Getting Started - Installation

Step 1. If you have selected a packed distribution, unpack it.


  tar -xvzf ccruncher-X.Y_ZZZ.tgz
  cd ccruncher-X.Y
    

Step 2. CCruncher uses a library named expat not included in CreditCruncher distribution packages. Check that you have expat installed (find file libexpat.so or libexpat.dll, usually in folder /usr/lib). In case you don't have it, install it from expat site (if you use a RPM system, install the package named expat). CCruncher source distribution requires that you have expat-devel installed (find file expat.h, usually in folder /usr/include). In case you don't have it, install it from expat site (if you use a RPM system, install package named expat-devel).

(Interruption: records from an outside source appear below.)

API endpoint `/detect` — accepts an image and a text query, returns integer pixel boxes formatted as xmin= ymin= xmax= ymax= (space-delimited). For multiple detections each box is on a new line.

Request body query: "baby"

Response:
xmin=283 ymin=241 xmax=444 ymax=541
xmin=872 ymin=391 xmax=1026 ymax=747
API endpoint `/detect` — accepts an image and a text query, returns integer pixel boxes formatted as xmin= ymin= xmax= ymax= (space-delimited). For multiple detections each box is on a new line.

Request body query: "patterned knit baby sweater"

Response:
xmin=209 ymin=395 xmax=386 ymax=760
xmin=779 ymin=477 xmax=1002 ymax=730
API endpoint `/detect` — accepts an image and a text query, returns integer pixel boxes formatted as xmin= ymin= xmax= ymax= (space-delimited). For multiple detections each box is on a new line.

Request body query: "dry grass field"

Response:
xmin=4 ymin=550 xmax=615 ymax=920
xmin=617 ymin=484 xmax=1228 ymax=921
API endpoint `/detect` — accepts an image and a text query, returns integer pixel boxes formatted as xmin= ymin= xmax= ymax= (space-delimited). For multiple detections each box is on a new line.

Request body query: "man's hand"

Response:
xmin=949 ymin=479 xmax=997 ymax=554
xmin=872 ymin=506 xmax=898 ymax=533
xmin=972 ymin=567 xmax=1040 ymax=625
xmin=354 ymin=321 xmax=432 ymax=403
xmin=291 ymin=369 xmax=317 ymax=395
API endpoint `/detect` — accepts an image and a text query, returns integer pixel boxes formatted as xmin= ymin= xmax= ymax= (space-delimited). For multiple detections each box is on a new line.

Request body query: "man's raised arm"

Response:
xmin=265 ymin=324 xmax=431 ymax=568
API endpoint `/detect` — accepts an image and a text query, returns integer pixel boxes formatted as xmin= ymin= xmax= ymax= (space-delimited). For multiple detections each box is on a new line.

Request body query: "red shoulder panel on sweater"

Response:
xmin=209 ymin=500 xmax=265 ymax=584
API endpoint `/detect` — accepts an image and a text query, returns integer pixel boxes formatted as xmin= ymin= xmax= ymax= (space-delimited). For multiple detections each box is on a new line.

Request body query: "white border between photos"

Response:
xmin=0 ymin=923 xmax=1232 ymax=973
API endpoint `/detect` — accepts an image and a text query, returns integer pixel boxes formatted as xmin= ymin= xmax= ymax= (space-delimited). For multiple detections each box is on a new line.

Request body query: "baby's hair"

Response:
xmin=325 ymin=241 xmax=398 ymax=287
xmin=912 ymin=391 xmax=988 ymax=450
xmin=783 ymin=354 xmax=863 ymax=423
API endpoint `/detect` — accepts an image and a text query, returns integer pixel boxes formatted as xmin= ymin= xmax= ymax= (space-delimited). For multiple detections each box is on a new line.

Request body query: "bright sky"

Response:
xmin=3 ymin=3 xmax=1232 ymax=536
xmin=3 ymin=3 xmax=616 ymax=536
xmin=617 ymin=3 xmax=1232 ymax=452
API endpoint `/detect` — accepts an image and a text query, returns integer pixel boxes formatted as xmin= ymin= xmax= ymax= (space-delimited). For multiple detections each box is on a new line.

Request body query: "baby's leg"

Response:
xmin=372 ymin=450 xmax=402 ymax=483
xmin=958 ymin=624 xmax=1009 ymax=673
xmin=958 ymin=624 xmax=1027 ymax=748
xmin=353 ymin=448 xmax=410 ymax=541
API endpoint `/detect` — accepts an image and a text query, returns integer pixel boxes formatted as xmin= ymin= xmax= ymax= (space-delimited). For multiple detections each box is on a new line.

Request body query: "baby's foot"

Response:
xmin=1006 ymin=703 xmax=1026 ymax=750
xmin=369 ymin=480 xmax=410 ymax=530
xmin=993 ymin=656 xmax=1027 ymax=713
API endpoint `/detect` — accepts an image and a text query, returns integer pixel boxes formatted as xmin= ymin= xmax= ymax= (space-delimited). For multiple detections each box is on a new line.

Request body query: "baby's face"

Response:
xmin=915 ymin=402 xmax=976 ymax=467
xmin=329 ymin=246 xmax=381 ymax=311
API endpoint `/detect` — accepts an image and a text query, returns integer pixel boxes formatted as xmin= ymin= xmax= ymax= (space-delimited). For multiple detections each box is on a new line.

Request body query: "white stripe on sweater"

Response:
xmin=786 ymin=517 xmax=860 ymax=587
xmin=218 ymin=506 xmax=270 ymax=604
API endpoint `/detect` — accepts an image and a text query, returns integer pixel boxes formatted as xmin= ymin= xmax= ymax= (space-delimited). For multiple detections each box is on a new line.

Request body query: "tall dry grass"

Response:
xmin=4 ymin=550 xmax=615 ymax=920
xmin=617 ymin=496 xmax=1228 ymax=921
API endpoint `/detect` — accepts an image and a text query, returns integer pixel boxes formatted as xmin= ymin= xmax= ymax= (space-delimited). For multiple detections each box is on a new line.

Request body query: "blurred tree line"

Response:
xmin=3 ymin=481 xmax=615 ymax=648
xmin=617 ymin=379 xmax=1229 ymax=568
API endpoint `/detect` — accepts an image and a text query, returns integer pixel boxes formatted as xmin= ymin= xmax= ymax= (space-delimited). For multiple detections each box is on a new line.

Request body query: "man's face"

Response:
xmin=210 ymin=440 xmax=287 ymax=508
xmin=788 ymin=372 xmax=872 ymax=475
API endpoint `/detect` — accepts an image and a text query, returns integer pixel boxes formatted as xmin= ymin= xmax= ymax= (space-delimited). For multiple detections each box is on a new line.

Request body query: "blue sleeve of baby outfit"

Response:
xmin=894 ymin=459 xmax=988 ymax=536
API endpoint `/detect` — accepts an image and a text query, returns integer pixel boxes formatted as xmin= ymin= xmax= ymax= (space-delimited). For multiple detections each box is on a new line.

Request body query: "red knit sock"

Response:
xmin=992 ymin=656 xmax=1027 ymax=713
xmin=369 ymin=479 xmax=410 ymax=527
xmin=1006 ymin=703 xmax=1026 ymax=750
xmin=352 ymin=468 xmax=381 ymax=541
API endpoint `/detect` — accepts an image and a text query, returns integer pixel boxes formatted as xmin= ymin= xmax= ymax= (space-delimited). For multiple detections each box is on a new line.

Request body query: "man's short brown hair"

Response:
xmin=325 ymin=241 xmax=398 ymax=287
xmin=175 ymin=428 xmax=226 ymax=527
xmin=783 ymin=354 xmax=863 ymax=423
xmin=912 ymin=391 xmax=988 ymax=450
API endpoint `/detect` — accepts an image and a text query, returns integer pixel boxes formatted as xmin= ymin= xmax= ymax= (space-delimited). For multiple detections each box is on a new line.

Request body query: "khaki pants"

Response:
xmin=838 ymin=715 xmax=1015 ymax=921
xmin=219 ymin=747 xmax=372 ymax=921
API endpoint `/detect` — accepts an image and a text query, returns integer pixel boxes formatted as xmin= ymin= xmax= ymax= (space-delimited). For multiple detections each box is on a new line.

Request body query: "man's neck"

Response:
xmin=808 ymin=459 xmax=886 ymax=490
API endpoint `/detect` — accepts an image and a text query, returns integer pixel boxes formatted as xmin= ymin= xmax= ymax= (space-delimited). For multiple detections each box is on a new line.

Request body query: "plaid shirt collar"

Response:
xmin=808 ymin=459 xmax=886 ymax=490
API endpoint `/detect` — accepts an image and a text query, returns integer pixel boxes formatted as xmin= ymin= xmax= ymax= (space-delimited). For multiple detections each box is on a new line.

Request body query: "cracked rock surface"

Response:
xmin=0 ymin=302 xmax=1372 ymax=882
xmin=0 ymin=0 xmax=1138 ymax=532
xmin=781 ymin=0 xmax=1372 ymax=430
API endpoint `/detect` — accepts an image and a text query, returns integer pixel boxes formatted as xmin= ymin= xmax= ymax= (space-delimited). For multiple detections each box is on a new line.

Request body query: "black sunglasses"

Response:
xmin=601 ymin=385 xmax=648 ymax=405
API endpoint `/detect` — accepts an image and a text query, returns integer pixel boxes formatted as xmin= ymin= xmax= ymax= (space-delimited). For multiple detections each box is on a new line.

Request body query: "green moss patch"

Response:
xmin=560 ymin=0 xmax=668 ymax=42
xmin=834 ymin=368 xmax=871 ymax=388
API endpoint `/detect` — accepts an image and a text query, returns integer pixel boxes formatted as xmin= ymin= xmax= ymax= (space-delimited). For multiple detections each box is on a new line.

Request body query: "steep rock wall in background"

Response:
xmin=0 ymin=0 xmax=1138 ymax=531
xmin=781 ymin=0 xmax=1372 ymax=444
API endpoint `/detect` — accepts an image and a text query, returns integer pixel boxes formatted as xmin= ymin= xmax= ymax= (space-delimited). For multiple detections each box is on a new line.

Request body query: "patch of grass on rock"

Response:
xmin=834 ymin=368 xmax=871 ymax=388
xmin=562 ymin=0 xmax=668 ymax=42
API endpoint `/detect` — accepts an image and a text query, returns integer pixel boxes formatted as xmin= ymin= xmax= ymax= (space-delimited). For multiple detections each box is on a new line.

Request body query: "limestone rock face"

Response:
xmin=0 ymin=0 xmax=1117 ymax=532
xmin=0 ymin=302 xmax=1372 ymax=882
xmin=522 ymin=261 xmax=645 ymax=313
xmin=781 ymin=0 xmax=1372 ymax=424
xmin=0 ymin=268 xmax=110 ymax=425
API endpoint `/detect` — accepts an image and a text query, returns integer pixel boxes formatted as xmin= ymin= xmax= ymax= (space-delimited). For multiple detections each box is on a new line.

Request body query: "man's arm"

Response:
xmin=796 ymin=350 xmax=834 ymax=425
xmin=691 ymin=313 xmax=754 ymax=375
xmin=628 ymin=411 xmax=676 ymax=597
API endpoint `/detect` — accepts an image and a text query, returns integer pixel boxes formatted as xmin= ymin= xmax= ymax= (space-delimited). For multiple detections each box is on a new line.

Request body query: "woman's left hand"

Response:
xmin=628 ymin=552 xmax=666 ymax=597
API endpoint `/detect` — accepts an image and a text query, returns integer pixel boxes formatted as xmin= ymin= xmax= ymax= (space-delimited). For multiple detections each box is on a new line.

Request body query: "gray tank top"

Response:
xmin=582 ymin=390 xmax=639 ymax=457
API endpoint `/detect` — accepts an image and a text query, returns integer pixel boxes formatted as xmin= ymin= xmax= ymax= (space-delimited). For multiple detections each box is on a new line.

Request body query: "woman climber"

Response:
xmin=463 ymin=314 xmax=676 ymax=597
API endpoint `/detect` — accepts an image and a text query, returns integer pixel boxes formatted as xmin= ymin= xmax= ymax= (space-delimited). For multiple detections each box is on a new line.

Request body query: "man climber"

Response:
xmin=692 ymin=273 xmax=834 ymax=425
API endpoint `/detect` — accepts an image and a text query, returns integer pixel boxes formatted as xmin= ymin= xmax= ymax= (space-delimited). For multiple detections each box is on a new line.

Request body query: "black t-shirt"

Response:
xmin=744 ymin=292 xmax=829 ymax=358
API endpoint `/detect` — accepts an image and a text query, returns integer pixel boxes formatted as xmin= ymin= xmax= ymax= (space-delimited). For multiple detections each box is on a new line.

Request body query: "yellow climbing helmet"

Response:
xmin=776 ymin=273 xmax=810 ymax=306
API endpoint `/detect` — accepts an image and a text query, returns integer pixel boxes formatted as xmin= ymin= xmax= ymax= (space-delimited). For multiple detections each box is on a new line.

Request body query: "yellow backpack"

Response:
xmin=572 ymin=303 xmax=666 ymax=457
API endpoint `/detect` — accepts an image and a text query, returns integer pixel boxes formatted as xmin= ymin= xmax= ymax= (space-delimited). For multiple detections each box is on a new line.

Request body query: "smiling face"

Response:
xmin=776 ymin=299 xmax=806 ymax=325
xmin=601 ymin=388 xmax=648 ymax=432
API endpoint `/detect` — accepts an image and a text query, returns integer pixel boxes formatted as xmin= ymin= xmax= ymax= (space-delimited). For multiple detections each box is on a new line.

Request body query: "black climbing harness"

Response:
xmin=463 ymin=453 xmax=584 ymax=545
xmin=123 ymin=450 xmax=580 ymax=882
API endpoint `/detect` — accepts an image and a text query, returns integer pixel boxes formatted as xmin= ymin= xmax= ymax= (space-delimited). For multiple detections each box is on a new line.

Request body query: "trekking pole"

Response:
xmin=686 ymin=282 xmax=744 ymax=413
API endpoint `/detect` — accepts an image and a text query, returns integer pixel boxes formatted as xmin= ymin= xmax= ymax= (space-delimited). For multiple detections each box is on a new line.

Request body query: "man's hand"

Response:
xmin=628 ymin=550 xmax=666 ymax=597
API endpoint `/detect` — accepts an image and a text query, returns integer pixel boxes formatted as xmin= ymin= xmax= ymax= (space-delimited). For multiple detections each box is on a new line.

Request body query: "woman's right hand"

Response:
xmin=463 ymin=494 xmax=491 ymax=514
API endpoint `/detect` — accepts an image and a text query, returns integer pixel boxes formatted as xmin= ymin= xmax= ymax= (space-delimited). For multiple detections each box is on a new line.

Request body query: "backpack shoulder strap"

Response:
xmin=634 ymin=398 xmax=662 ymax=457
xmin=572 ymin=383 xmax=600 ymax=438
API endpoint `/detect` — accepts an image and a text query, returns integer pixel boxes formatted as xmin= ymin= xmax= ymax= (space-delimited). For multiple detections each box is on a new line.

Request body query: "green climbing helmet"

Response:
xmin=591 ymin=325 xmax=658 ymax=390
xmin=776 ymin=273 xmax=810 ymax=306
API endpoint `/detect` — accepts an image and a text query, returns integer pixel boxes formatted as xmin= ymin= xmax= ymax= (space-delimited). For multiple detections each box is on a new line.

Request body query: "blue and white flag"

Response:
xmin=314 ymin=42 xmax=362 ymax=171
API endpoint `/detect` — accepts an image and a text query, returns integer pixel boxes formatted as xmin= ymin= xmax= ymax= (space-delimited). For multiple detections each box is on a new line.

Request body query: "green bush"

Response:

Step 3. CCruncher uses a library named zlib not included in CreditCruncher distribution packages. Check that you have the zlib installed (find file libz.so or zlib1.dll, usually in folder /usr/lib). In case you don't have it, install it from zlib site (if you use a RPM system, install the package named zlib). CCruncher source distribution require that you have zlib-devel installed (find file zlib.h, usually in folder /usr/include). In case that you don't have it, install it from zlib site (if you use a RPM system, install package named zlib-devel).

Step 4. CreditCruncher uses a statistical package named R to compute risk indicators. Install it from http://www.r-project.org/. If you plan to realize the statistical computations with your own tools (pe. Excel) you can skip this step. If you use a RPM system, install package R.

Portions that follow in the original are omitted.